Here is a sample HTML document that I am passing as MemoryStream in the code as given below
<h5>Sample Document </h5>
<h3> Present Tense </h3>
</p><p>The present tense is just as you have learned. You take the dictionary form of a verb, drop the 다, add the appropriate ending.
</p><p>먹다 - 먹 + 어요 = 먹어요 <br />
마시다 - 마시 + 어요 - 마시어요 - 마셔요. <br />
</p><p>This tense is used to represent what happens in the present. I eat. I drink. It is a general term for the present.
The Below mentioned program contains three functions
Main
ReadDocument
TestByteOffSet
Main function takes the above specifed HTML document as converts it to memoryStream and then passes it further to ReadDocument function which stores the result in a variable called docContent. Its a class level variable.
Then the main function takes a selected text using myRange.Text tries to find its index in the given document. Once the index is found its stored in intByteOffSet variable.
Now The third function TestByteOffSet tries to make sure that the Index stored in intByteOffSet is correct or not.
Here I am having issues when I try to get the string from byteOffSet, I do not receive the selected text.

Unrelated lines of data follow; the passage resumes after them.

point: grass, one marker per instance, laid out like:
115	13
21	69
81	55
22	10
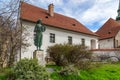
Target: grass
98	72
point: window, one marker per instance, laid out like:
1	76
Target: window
52	38
69	40
83	41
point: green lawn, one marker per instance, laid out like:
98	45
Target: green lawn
98	72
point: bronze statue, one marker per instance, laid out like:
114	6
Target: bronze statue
39	28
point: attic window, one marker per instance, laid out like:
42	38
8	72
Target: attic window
74	24
46	16
109	32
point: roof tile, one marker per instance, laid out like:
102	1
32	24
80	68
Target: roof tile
33	13
109	29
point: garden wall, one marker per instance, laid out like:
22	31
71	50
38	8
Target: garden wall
106	55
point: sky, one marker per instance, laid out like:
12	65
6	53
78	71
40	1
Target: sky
91	13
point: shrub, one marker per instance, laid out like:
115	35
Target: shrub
69	70
65	54
57	53
29	70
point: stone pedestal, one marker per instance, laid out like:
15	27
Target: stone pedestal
40	56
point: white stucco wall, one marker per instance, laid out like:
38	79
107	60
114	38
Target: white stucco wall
106	43
118	38
61	36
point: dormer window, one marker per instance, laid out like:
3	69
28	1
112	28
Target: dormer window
74	24
46	16
109	32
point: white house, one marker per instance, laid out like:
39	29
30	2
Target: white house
59	29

Can someone please help me out with this.
The Source Code
using System;
using System.Collections.Generic;
using System.Text;
namespace MultiByteStringHandling
{
class Program
{
static void Main(string[] args)
{
FileStream fs = new FileStream(FileName, FileMode.Open);
BinaryReader br = new BinaryReader(fs);
byte[] bit = br.ReadBytes((int)fs.Length);
MemoryStream Mr = new MemoryStream(bit);
ReadDocument(Mr);
mshtml.IHTMLTxtRange CompleteRange =
_body.createTextRange().duplicate();
int intByteOffset = 0;
Regex reg = default(Regex);
try
{
// Get all of the text that is in between HTML tags.

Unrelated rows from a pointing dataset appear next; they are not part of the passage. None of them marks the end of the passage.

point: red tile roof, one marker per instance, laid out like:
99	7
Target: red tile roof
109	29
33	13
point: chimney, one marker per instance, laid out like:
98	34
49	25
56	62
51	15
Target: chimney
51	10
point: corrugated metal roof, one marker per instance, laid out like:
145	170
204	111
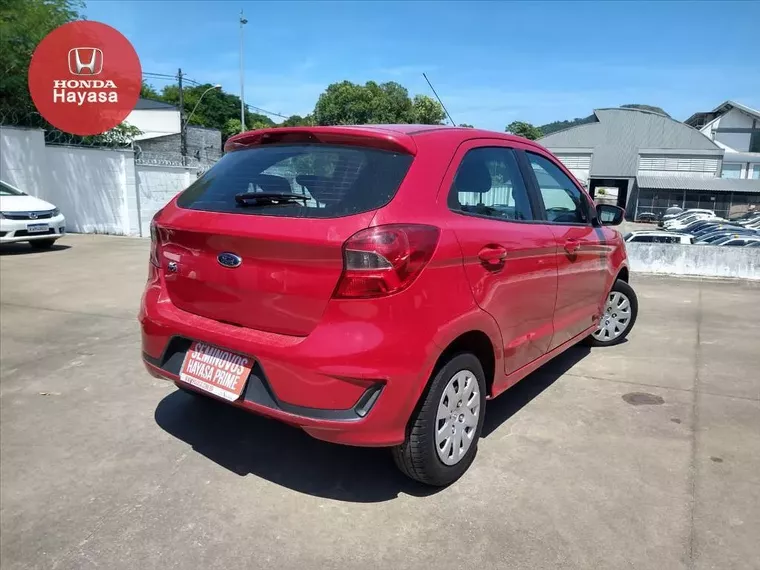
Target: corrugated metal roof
694	183
151	105
618	135
741	157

string regSearchText = myRange.htmlText;
string strTemp = regSearchText + "\\s*";
string strExp = ">(([^<])*?)" + strTemp + "(([^<])*?)<";
string _cleanedSource = "";
_cleanedSource = CompleteRange.htmlText;
// Use regular expressions to find a collection of matches
//that match a certain pattern.
foreach (Match m in Regex.Matches(_cleanedSource, strExp,
RegexOptions.IgnoreCase))
{
Int32 ret = default(Int32);
Int32 index = default(Int32);
string strMatch = m.Value;
foreach (Match m2 in Regex.Matches(strMatch, strTemp,
RegexOptions.IgnoreCase))
{
// Increment counter when finding a match.
intCount += 1;
// If counter matches occurrence number, return
//source offset.
if (intCount == OccurenceNo)
{
//Source offset is the index of the overall
//match + index innerText Match.
int intCharOffset = m.Index + m2.Index;
System.Text.UTF8Encoding d = new
System.Text.UTF8Encoding();
// Using the SourceText will give an accurate
//byte offset.
intByteOffset = d.GetBytes(
_cleanedSource.Substring(0, intCharOffset)).Length;
}
}
}
}
catch (Exception ex)
{
throw ex;
}
finally
{
}
}
private void ReadDocument(Stream sD)
{
System.IO.MemoryStream ms = new System.IO.MemoryStream();
System.IO.BinaryWriter bw = new System.IO.BinaryWriter(ms);
bool hasMore = true;
sD.Position = 0;
using (System.IO.BinaryReader br = new System.IO.BinaryReader(sD))
{
while (hasMore)
{
byte[] buffer = br.ReadBytes(8192);
hasMore = buffer.Length > 0;
if (hasMore)
{
bw.Write(buffer);
}
}
}
byte[] docBuffer = ms.GetBuffer();
docContent = new byte[docBuffer.Length + 1];
Array.Copy(docBuffer, docContent, docBuffer.Length);
}
private bool TestByteOffset(TransparencyItemType transparency)
{
System.Text.UTF8Encoding encoding = default(System.Text.UTF8Encoding);
string byteOffsetLabel = null;
Int32 iLength = default(Int32);
Int32 offset = default(Int32);
if (((transparency.Label == null) == false))
{
iLength = Convert.ToInt32(transparency.Label.IEOffset.Length);
offset = Convert.ToInt32(transparency.Label.IEOffset.Offset);
}
else if (((transparency.Value == null) == false))
{
if(transparency.Value.ByteOffset!=null)
{
if (transparency.Value.ByteOffset.Offset != -1)
{
iLength = Convert.ToInt32(transparency.Value.ByteOffset.Length);
offset = Convert.ToInt32(transparency.Value.ByteOffset.Offset);
}
}
}
else
{
return false;
}
}